The raw 2020 Census file counted 632 people with the surname Bensman. That is different from the site's living-bearer estimate (725), which projects the surname's present-day count by applying the Census frequency rate to the current U.S. population.
It is the Census Bureau's normalized frequency measure. A rate of 0.21 per 100,000 means that if you picked a random group of 100,000 U.S. residents, you would expect about 0 of them to have the surname Bensman.
Between 2010 and 2020, the surname Bensman went from 606 recorded bearers to 632. That is an increase of 26 (+4.3%). In the national ranking it fell from #36,838 to #37,808.
Among Census respondents with the surname Bensman, the largest self-reported group is White at 88.4%. The next largest groups are Hispanic (5.2%) and Two or More Races (4.3%). These figures come from the 2020 Census Bureau surname tables, based on how respondents described their own race and ethnicity.

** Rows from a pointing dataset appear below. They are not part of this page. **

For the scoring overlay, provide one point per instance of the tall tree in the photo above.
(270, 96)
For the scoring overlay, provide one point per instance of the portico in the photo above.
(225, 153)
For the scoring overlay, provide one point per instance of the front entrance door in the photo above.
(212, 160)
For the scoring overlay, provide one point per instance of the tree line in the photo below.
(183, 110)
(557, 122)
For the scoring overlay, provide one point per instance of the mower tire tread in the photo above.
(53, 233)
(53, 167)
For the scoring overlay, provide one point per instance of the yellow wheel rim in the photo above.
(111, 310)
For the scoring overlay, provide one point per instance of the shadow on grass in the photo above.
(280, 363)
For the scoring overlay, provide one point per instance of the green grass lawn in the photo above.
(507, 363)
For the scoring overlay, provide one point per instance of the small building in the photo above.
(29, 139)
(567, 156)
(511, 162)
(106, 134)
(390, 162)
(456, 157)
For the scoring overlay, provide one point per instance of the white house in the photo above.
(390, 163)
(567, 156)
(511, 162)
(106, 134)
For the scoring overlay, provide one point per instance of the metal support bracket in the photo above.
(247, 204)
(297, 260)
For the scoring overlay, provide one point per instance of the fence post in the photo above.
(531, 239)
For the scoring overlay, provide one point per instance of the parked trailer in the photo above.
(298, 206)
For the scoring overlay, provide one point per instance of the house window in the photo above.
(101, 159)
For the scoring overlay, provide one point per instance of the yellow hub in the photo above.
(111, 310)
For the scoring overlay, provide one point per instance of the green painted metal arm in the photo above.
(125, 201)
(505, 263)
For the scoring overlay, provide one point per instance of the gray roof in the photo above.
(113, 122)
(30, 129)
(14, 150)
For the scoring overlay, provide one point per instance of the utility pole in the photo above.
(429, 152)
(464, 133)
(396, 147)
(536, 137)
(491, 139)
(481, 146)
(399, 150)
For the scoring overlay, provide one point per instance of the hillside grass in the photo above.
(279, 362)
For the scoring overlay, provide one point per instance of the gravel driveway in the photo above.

White is the largest self-reported group for the surname Bensman in the 2020 Census, accounting for 88.4% (559 people in the source table).
Bensman appears across multiple self-reported groups in the Census data. The largest shares in the 2020 file are White (88.4%), Hispanic (5.2%), Two or More Races (4.3%). For 2020, the source file also published raw headcounts for each group, which is why this page can show both percentages and counts in the ancestry section.
Yes. This page is using the latest surname file currently loaded on Name Census, which is 2020. The historical section above also keeps any older Census surname entries we have for Bensman (2000, 2010, 2020).
No. The Census Bureau only publishes surnames that appeared at least 100 times in a given decennial Census. That means very rare surnames are excluded entirely, and a surname can appear in one Census release but disappear from a later one if it falls below the reporting threshold.
There are two main reasons: rounding and suppression. The Census Bureau rounds published values, and it may suppress very small cells to protect privacy. For 2020, the Bureau also published raw group counts rather than direct percentages, so Name Census converts those counts back into shares for comparability across census years.
A surname indicating the bearer was the son of a man named Ben. The fuller origin note on this page goes into more detail.
All surname statistics on Name Census are drawn from the US Census Bureau's decennial surname frequency tables. These files list every surname that appeared 100 or more times in the 2020 Census, along with a count, a per-100,000 rate, and a self-reported demographic breakdown. You can read the full explanation on our methodology page.
For surnames, Name Census does not age cohorts the way it does for first names. Instead, it takes the Census Bureau's published frequency for Bensman (0.21 per 100,000) and applies that rate to the current U.S. resident population to estimate how many living Americans have the surname today.
For a faster, more casual read, check HowManyOfMe.org — our sister site built around that single question.